In other words, I release first and worry about getting reviews after… or more accurately, I don’t stress about reviews in general.
Thanking People For Reviews
I generally thank people for reviews if they’ve let me know they’ve reviewed. If they haven’t made first contact in some way, I tend not to pop in from the blogosphere and haunt their blog, commenting about the review they just wrote. We authors tend to think of ourselves as the least intimidating people on the planet, but reader discussion about you and your work can easily be squashed if you’re in the room. I try not to do that, if at all possible. When people are talking about you or your books, it’s a good thing. Best to not mess with that!

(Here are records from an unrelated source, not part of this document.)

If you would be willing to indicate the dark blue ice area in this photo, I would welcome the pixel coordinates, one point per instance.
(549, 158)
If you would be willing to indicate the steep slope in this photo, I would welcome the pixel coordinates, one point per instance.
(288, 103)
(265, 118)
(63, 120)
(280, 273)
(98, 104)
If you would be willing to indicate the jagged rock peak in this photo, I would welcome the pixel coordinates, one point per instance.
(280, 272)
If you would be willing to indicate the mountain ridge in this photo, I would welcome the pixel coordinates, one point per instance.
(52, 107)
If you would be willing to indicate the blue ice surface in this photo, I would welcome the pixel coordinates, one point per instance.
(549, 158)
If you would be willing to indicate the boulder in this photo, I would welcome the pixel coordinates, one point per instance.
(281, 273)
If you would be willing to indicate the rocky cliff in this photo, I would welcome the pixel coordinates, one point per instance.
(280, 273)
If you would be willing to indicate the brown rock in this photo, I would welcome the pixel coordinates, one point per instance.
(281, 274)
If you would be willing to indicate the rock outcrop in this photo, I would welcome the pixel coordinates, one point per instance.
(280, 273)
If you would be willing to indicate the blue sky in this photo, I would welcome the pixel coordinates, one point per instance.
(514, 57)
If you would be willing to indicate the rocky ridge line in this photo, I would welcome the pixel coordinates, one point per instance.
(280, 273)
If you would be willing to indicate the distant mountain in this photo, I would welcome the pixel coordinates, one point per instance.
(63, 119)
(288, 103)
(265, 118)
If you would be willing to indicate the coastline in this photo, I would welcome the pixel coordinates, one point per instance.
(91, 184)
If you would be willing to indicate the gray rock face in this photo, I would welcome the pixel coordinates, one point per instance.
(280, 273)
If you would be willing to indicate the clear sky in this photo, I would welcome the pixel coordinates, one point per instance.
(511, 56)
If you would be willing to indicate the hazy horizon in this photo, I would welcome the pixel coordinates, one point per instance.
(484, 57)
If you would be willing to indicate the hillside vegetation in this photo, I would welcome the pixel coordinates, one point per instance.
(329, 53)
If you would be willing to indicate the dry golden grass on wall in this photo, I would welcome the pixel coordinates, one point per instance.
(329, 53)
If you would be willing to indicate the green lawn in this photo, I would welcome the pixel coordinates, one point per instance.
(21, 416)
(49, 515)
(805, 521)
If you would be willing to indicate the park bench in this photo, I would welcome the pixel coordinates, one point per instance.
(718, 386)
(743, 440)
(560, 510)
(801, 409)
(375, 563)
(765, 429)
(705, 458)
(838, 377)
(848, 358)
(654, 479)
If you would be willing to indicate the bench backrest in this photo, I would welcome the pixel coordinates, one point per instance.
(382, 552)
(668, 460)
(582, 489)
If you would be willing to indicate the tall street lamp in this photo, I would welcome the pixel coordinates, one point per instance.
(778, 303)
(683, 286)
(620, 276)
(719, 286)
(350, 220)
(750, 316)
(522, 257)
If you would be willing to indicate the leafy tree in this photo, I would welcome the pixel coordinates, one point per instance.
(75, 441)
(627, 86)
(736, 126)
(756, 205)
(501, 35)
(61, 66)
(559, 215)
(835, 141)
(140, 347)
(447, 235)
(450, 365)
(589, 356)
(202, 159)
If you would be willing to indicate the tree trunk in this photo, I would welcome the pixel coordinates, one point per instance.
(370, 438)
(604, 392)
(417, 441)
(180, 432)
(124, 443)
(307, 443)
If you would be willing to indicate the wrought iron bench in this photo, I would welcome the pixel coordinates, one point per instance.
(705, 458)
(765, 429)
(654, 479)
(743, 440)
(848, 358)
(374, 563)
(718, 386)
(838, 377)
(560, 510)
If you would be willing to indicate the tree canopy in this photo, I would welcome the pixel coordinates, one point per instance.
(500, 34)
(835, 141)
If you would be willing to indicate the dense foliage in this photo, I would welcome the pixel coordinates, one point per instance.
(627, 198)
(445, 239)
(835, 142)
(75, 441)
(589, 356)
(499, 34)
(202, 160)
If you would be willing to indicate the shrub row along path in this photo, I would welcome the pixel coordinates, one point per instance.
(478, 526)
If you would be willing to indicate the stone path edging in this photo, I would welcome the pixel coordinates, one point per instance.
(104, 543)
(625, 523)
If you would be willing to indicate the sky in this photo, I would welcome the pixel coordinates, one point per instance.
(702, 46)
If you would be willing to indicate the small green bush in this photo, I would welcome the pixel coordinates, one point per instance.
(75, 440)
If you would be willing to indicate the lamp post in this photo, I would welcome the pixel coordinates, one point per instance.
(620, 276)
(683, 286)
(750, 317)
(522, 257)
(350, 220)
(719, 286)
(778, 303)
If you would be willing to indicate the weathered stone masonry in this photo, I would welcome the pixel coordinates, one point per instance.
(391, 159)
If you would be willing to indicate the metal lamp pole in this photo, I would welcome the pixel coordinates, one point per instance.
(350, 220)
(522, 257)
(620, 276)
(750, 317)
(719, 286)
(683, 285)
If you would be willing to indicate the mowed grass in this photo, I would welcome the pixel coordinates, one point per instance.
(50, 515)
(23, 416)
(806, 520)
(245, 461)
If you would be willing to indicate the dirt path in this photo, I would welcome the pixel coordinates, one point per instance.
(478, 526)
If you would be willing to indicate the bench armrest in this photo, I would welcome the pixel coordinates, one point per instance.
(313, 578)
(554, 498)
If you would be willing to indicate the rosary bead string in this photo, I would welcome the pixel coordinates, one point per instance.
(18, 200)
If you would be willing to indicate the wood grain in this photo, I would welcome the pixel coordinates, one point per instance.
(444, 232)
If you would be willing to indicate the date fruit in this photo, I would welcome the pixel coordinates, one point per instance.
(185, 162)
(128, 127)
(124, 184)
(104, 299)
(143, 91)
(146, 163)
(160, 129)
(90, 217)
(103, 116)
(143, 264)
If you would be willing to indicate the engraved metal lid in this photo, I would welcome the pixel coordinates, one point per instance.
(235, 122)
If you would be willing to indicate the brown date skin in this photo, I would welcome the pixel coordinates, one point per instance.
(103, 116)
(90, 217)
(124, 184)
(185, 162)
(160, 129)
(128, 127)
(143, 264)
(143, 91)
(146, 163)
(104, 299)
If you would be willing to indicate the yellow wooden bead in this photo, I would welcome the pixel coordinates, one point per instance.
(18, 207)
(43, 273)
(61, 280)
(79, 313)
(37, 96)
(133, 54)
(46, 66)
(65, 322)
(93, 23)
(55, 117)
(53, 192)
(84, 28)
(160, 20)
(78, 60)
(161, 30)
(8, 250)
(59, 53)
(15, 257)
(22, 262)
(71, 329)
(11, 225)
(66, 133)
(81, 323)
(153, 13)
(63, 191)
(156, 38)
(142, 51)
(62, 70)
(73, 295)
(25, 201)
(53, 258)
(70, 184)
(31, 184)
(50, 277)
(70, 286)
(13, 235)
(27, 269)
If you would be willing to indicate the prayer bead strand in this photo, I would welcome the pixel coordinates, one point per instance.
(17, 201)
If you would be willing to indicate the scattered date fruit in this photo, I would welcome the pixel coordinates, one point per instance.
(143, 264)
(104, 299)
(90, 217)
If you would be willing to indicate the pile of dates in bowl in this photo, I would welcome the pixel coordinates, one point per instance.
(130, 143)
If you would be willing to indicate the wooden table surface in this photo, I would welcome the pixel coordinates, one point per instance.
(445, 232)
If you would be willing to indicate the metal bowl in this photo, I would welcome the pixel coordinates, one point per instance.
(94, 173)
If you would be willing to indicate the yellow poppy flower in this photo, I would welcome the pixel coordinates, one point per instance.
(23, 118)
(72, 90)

Don’t Stress About Reviews
I had a friend who was selling her new book like gangbusters, but not getting any reviews. She asked me how she could get more reviews – I asked her why she needed them, when she was already selling well! It may seem like getting reviews is the key to success, but it’s truly not. Getting people interested in picking up the book and reading it is the key to success. If you have enough of that, the reviews will come on their own (from fans). You can use reviews to fish outside your own backyard (by having book bloggers review, and thus give you exposure to other ponds), and reviews will eventually feed the Amazon algorithms, but they are not going to make or break your book. This is especially important to remember when you have a bad review. Don’t be that psycho author that has a public meltdown about a review. Don’t give that much power to your critics. Your life and writing will go on after they’ve had their fifteen paragraphs of spleen-venting about your prose… unless you self-immolate over it.
To Sum Up
Make some effort to get your book out there. Ask nicely for reviews in the back of your book. Be liberal with review copies and giveaways. Know that a lack of reviews or a bad review will not doom your book. Then let that birdie fly and concentrate on writing the next book.